I process penn tree bank v2 trees and often encounter "service"-subtrees like these (and several other types)
I can manually add a lot of rules to refine nodes that I actually use further (parse with tags and tokens and without "oh, look there" links or "there must have been a node here" - just like those returned by Stanford parser), but I most often leave some of these service-nodes or huge gaps and "cropped branches" (like, if you remove those -NONE-
nodes above, you'd have SBAR
left with no children at all which is weird).
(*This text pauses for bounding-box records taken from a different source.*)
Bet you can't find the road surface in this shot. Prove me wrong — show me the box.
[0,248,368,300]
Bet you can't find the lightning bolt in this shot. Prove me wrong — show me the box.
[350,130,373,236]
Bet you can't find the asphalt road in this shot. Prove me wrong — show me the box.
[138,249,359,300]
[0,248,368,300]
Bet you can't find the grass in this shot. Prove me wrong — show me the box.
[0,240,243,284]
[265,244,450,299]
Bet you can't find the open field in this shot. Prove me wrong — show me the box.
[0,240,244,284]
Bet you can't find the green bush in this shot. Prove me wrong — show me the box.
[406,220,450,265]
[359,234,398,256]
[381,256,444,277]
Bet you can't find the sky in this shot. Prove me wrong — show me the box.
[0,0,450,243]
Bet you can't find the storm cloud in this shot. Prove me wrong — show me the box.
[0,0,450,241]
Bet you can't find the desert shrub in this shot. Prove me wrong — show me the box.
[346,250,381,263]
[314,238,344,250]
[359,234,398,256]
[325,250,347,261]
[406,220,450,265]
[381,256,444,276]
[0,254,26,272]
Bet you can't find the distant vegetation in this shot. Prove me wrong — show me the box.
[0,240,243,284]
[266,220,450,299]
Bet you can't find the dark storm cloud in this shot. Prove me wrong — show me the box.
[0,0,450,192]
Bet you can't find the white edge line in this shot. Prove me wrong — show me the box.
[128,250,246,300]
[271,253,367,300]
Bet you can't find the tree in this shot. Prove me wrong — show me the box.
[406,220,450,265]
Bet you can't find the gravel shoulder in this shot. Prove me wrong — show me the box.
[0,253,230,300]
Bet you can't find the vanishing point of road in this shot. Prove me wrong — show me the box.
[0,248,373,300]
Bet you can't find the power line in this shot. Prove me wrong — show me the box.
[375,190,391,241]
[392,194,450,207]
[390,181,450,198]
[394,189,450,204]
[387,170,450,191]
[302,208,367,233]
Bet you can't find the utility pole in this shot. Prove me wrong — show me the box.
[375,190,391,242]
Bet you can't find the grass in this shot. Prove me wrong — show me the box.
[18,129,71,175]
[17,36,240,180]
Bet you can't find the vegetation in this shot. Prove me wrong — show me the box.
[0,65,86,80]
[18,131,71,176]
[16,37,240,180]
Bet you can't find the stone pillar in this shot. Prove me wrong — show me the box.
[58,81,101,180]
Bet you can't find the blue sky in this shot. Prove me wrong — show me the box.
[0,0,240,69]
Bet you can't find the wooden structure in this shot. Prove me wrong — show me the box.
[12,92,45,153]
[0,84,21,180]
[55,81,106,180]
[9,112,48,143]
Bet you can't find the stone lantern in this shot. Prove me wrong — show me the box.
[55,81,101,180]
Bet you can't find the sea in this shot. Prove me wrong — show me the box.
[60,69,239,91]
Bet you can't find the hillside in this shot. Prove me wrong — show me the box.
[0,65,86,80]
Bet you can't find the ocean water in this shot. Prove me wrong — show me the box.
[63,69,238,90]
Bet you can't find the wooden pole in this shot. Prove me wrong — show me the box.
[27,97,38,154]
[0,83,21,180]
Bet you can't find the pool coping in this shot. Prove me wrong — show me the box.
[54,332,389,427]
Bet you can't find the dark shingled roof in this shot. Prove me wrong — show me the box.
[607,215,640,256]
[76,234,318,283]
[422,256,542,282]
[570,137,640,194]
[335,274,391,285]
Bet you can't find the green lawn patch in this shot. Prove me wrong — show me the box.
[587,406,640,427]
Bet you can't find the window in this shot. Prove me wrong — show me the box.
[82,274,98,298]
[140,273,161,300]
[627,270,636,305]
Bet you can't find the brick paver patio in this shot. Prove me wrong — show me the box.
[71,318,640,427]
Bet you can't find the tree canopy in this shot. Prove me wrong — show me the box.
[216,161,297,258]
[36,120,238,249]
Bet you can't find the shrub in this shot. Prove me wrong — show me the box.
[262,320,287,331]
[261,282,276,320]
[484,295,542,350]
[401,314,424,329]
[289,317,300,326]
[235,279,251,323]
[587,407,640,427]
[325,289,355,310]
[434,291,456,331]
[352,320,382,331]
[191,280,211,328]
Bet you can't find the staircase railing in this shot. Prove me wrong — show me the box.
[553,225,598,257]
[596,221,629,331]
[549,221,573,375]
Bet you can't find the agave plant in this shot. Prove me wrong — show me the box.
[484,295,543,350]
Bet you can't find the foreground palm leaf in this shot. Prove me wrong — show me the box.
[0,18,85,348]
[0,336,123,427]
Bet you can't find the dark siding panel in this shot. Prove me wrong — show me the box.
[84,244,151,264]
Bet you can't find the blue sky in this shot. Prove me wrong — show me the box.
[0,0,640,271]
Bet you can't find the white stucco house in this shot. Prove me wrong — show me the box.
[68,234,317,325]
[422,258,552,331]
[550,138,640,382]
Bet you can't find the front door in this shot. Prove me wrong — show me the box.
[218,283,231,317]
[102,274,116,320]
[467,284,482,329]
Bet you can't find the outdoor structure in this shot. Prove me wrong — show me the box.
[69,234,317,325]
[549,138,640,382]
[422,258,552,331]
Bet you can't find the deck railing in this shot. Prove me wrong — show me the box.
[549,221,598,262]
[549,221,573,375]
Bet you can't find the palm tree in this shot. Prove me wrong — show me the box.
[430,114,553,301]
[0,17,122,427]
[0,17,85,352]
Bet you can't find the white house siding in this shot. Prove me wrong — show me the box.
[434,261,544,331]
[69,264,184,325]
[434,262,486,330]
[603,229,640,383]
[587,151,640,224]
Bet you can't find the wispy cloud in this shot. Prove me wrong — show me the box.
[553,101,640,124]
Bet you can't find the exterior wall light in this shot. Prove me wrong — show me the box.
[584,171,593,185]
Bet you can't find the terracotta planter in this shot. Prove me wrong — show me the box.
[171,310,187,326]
I wonder if I can remove everything except actual parses (words, tags, punctuation) from a the output of from nltk.corpus import ptb; ptb.parsed_sents()
ones and for all?
Delete any subtree that only dominates traces. In the following, I iterate over subtrees but actually check their children; this makes it easy to delete an empty subtree by modifying the node that contains it.
for sub in some_tree.subtrees():
for n, child in enumerate(sub):
if isinstance(child, str):
continue
if all(leaf.startswith("*") for leaf in child.leaves()):
del sub[n] # Delete this child
I used leaf.startswith("*")
as a simple criterion to detect traces. Replace it with your own as necessary.
Edit: Since you want to delete all nodes containing only subtrees labeled -NONE-
, and each such subtree dominates exactly one leaf, use the following test:
if len(list(child.subtrees(filter=lambda x:x.label()=='-NONE-')))==len(child.leaves()):
del sub[n]